Micron stock price drops about 8% as risk-off hits memory chips — here’s what MU traders watch next

March 3, 2026
Micron stock price drops about 8% as risk-off hits memory chips — here’s what MU traders watch next

New York, March 3, 2026, 16:09 (ET) — After-hours.

  • Micron shares were down about 8% late Tuesday after touching a session low of $375.11.
  • The company said it is shipping customer samples of a 256GB low-power server memory module aimed at AI data centers.
  • Focus shifts to Middle East headlines, oil and Micron’s March 18 earnings call.

Micron Technology, Inc (MU.O) shares fell about 8% on Tuesday, extending a sharp pullback in memory-linked names. The stock was last down 8.0% at $379.83 after touching $375.11, with about 38 million shares traded.

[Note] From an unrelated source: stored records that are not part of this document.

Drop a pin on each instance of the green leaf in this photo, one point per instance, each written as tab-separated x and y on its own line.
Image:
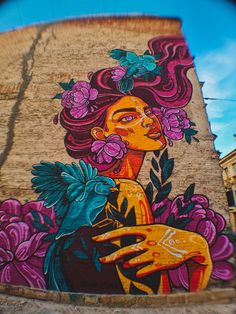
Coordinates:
157	71
47	220
149	193
167	170
189	192
65	86
181	223
131	57
155	164
117	53
84	244
147	52
131	71
80	254
58	96
134	290
126	84
164	158
146	77
159	211
124	206
170	220
156	182
35	215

The move matters because MU has been a crowded way to play the AI-led memory upswing, and crowded trades snap when risk appetite changes. Barron’s said Micron was up roughly 45% for 2026 before Tuesday’s slide as several of the market’s biggest winners turned into its biggest fallers. 1

The broader backdrop was ugly. U.S. stocks fell as oil prices climbed and investors worried the Middle East conflict could push inflation higher; traders also pushed back expectations for a Federal Reserve rate cut, Reuters reported. “Investors are growing anxious about the duration of the war and its impact on energy prices,” Joseph Tanious, chief investment strategist at Northern Trust Asset Management, said. 2

Andrew Slimmon, a senior portfolio manager at Morgan Stanley Investment Management, said the market’s resilience suggested “investors might be underestimating the geopolitical risk.” 3

Globally, the usual hiding places didn’t help much, Reuters said, with investors selling stocks, bonds and even gold in a broad de-risking move. “Oil and the dollar are the only two things people want to own right now,” Michael Arone, chief investment strategist at State Street Investment Management, said. 4

Micron, for its part, pointed to product momentum. The company said it is shipping customer samples of a 256GB SOCAMM2 low-power DRAM module for servers, built on a monolithic 32Gb LPDDR5X design. Micron said the module can cut power and footprint versus standard server RDIMMs — the registered memory modules common in servers — and can improve “time to first token,” a measure of how fast an AI model starts responding, in some large language model workloads. Raj Narasimhan, who runs Micron’s cloud memory business, called it the “most power-efficient CPU-attached memory solution for both AI and HPC,” while Nvidia executive Ian Finder said it was “enabling the next generation of AI CPUs.” 5

Still, Tuesday’s tape was about selling, not specs. MarketWatch said Micron’s decline came alongside sharp drops in other memory and storage names such as SanDisk and Western Digital, after similar losses in Korea’s chip heavyweights. 6

On the research side, Goldman Sachs reiterated a neutral rating on Micron on Monday and kept a $360 price target, according to Investing.com. The bank said investors were focused on how long DRAM and NAND — the two main memory chip types — can keep seeing pricing gains, and on progress in high-bandwidth memory (HBM), a premium DRAM used in AI accelerators. 7

But the session also underlined a simple risk for MU bulls: the stock has become a high-beta proxy for AI demand and memory pricing. If energy shocks seep into budgets, or if memory supply loosens faster than expected, the trade can unwind quickly.

Micron is due to report fiscal second-quarter results on March 18 and will hold an earnings conference call at 2:30 p.m. Mountain time. Investors will be listening for comments on data-center demand, pricing, and supply plans into the May quarter. 8

Before the next session, traders will likely keep one eye on Middle East headlines and oil, and another on whether dip buyers show up after Tuesday’s hit.